1. Create a Python environment

GBMCP requires Python 3.10+.

cd <PROJECT_ROOT>
python -m venv .venv
.\.venv\Scripts\python.exe -m pip install --upgrade pip
.\.venv\Scripts\python.exe -m pip install -e ".[test]"

For a runtime-only install, omit the test extras:

.\.venv\Scripts\python.exe -m pip install -e .

2. Start the MCP server

.\.venv\Scripts\python.exe -m gbmcp.server

or:

gbmcp

3. Configure Codex

Edit %USERPROFILE%\.codex\config.toml and add one of the following configurations.

If GBMCP is installed in the Python environment used by Codex:

[mcp_servers.gbmcp]
command = "python"
args = ["-m", "gbmcp.server"]

[mcp_servers.gbmcp.env]
PYTHONIOENCODING = "utf-8"

If Codex should use the project virtual environment directly, replace <PROJECT_ROOT> with the local project path:

[mcp_servers.gbmcp]
command = "<PROJECT_ROOT>\\.venv\\Scripts\\python.exe"
args = ["-m", "gbmcp.server"]

[mcp_servers.gbmcp.env]
PYTHONIOENCODING = "utf-8"

Restart Codex after editing the configuration. Verify the server with get_config or a read-only search tool.

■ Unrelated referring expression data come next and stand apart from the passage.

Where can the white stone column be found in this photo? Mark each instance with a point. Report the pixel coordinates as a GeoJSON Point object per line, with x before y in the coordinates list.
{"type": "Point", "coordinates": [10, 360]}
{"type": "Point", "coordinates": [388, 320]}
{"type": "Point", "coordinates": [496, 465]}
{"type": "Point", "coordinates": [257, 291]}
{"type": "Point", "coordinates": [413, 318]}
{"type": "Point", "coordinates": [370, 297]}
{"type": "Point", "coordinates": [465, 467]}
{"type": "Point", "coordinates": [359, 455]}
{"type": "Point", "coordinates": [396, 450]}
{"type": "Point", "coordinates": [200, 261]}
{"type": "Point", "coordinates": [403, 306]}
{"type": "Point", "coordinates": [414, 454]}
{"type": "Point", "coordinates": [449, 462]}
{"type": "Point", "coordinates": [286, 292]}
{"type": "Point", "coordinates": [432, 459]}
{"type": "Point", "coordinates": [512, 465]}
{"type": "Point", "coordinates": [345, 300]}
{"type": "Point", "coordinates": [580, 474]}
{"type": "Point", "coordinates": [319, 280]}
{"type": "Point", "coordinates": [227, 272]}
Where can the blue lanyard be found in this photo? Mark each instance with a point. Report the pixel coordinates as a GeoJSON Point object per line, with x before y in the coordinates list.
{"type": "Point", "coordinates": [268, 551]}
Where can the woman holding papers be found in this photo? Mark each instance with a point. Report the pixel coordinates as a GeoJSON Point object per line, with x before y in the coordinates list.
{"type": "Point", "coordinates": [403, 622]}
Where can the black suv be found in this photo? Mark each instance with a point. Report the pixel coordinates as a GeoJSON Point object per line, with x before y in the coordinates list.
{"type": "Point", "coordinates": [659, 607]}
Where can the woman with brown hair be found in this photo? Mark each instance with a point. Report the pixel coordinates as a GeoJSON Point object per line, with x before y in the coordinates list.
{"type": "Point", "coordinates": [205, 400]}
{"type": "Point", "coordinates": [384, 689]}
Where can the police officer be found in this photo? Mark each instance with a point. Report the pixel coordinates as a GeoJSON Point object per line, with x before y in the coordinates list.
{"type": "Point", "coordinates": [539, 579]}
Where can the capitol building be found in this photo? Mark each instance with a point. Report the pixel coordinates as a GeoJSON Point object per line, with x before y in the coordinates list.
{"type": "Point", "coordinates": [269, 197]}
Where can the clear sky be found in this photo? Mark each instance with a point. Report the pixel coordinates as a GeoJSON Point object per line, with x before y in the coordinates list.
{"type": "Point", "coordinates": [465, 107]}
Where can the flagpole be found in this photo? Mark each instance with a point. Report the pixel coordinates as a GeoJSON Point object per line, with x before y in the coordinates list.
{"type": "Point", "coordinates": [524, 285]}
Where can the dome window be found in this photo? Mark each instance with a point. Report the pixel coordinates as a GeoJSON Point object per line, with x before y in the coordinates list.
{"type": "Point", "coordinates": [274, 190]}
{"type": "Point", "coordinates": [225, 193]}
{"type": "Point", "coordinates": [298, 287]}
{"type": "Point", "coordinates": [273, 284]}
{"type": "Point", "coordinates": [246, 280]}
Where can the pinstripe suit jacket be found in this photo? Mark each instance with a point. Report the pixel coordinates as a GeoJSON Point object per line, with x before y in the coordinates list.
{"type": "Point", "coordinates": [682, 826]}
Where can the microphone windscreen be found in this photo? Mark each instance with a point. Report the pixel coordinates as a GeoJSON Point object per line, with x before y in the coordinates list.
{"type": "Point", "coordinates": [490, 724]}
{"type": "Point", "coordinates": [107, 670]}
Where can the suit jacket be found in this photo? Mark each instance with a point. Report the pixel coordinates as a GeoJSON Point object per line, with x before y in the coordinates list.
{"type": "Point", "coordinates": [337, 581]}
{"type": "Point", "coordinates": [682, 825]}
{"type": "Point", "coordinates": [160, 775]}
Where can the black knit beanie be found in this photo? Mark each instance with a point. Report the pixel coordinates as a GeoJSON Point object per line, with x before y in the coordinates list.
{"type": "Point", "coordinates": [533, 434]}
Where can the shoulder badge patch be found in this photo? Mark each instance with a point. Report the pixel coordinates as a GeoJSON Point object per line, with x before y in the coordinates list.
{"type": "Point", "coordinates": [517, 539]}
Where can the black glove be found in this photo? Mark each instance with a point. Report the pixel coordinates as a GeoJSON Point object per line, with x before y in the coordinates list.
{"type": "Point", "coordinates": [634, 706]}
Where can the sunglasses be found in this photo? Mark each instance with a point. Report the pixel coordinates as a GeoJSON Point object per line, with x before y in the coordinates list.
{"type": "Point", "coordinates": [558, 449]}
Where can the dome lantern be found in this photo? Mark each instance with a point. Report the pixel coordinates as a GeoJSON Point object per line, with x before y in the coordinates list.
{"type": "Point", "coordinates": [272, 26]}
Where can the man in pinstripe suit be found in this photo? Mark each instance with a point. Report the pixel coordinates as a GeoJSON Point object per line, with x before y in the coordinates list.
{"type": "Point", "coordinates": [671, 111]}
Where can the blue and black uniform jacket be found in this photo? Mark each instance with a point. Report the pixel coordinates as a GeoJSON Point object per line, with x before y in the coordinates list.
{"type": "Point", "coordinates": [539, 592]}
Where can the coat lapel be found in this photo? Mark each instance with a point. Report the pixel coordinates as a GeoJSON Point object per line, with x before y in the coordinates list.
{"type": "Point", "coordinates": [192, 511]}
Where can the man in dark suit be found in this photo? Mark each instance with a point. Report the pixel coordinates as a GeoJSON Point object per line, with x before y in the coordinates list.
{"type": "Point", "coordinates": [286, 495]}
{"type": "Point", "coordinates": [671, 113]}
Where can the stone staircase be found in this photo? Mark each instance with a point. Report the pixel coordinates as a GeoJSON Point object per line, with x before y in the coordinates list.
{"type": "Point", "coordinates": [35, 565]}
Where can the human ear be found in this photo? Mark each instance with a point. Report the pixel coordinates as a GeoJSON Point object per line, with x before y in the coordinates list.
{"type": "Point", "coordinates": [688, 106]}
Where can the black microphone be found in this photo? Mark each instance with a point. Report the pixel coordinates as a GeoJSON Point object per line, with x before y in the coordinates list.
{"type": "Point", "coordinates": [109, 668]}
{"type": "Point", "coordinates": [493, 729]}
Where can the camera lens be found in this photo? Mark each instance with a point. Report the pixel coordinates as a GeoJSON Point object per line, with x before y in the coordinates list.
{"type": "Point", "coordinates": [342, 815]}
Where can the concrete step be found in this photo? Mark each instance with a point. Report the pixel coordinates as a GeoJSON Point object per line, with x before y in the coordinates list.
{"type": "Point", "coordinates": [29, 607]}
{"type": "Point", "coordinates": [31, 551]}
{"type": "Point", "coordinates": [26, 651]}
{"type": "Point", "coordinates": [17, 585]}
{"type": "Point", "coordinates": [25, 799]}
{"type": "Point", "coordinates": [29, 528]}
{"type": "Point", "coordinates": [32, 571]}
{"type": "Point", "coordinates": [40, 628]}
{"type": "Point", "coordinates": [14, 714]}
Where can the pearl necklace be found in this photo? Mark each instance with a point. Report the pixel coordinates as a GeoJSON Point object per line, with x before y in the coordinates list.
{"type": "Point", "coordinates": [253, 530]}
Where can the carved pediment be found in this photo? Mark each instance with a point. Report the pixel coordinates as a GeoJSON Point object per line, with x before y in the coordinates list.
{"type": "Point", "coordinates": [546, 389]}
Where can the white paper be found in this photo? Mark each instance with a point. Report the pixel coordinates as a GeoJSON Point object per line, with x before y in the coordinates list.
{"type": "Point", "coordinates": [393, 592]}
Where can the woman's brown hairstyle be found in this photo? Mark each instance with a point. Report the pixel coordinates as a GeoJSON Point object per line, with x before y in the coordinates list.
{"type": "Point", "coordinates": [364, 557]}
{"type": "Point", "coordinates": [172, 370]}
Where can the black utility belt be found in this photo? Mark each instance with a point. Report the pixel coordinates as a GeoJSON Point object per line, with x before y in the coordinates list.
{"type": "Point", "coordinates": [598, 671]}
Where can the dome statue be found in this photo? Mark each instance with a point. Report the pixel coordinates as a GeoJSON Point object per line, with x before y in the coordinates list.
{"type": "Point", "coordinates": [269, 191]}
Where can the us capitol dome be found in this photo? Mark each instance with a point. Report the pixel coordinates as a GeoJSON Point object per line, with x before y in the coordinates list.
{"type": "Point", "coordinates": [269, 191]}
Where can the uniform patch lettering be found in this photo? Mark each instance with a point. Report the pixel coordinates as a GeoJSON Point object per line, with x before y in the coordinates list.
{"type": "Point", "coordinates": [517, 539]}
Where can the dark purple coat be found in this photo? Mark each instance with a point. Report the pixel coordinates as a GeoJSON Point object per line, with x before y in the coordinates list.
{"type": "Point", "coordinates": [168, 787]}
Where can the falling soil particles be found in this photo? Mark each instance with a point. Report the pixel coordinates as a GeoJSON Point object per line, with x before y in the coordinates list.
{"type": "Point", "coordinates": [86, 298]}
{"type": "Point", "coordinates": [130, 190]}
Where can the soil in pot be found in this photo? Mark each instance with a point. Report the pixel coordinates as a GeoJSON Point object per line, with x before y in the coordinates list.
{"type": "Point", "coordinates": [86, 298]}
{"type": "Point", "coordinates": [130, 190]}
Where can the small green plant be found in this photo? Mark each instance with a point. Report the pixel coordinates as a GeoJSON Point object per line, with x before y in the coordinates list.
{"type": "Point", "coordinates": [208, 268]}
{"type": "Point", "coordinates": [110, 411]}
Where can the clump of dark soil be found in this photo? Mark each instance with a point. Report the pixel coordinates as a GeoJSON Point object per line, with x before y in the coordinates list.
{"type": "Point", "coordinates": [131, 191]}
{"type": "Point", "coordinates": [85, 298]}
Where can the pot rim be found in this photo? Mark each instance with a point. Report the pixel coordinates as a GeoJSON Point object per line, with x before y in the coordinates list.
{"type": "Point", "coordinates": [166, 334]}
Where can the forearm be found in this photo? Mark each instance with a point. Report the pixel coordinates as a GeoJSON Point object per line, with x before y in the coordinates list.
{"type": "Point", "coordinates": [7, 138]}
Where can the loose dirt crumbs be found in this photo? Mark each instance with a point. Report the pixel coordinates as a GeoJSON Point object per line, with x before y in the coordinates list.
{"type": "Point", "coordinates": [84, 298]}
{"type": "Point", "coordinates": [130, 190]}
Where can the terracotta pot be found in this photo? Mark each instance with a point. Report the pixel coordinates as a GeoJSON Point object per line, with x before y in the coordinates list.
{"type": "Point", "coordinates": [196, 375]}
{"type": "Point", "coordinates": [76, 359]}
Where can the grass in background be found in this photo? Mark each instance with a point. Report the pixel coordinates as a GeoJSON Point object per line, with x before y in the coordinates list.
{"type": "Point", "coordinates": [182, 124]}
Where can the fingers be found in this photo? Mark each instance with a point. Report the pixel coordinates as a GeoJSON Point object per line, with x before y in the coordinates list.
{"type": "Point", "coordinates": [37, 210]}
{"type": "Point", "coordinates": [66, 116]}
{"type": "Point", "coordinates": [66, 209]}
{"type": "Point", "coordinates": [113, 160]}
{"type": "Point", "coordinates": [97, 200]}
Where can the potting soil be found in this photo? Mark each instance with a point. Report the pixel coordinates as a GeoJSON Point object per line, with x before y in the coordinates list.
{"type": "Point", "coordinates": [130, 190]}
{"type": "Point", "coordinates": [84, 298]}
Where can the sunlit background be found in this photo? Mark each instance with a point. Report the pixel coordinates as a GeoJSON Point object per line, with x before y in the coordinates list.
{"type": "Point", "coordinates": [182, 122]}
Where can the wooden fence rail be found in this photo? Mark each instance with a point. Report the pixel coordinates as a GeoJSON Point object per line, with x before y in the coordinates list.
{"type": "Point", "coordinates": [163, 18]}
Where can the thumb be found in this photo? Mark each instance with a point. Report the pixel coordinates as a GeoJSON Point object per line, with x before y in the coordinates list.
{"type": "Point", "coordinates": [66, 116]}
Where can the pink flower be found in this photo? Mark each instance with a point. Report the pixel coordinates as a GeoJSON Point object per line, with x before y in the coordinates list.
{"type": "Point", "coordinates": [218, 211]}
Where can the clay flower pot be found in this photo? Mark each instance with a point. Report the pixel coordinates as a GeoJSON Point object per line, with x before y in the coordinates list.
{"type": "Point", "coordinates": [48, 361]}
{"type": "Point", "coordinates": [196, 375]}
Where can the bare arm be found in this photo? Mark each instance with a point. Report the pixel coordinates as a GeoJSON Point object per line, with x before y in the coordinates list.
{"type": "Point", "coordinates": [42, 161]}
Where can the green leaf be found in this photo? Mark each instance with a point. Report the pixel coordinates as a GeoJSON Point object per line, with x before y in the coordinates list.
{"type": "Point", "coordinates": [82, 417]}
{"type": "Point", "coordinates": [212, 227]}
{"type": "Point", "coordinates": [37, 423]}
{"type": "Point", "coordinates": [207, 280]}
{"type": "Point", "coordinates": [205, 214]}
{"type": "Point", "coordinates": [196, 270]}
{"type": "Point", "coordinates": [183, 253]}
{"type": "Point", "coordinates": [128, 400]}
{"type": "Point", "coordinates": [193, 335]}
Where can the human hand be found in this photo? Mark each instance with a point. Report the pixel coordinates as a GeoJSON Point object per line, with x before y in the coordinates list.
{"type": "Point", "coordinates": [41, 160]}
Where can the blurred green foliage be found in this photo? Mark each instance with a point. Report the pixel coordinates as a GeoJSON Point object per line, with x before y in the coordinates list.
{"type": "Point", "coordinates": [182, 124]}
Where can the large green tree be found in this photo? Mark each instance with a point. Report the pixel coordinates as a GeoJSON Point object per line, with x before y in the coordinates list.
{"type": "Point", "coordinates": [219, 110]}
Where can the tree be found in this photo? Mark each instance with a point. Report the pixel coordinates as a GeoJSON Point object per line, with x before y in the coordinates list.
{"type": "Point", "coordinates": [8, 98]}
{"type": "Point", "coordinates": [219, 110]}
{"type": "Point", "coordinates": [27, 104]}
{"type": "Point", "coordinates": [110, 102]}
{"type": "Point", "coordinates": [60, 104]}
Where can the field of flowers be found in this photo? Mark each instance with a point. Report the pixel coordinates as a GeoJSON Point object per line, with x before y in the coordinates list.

4. Install the companion Codex skill

The repository includes a companion skill at skills/gbmcp-standards. Copy it into Codex's skills directory:

New-Item -ItemType Directory -Force -Path "$env:USERPROFILE\.codex\skills" | Out-Null
Copy-Item -Recurse -Force .\skills\gbmcp-standards "$env:USERPROFILE\.codex\skills\gbmcp-standards"

Restart Codex after copying the skill. The skill records GBMCP source boundaries, batch-download rules, and Doc88 mode differences.

5. Optional Doc88 downloader tools

Doc88 downloads require external conversion tools. Install and expose the following tools before using doc88_download_document:

  • Java, with Java 17 or later recommended.
  • FFDec, with ffdec.jar available.
  • svg2pdf, required by the default fast Doc88 route.

Supported discovery paths:

  • Java: java on PATH, or GBMCP_DOC88_JAVA
  • FFDec: GBMCP_DOC88_FFDEC_JAR, or ffdec\ffdec.jar under the project root
  • svg2pdf: GBMCP_DOC88_SVG2PDF, svg2pdf on PATH, svg2pdf.exe under the project root, or svg2pdf\svg2pdf.exe

Check dependency discovery:

.\.venv\Scripts\python.exe -c "from gbmcp.service import doc88_check_dependencies; import json; print(json.dumps(doc88_check_dependencies(), ensure_ascii=False, indent=2))"

6. Package for distribution

Build Python distributions and a portable project archive:

.\scripts\package.ps1

Build without running tests:

.\scripts\package.ps1 -SkipTests

Include local Doc88 downloader tools (ffdec and svg2pdf) in the archive:

.\scripts\package.ps1 -IncludeDoc88Tools

package.bat forwards the same parameters:

.\package.bat -IncludeDoc88Tools

Outputs are written under dist\, including Python wheel/sdist files and gbmcp-<version>-package.zip. The zip contains source code, README, the companion skill, and an install.ps1 helper. By default, Doc88 external tools are not bundled. Use -IncludeDoc88Tools to include local ffdec and svg2pdf directories. Java is not bundled and must be installed on the target machine.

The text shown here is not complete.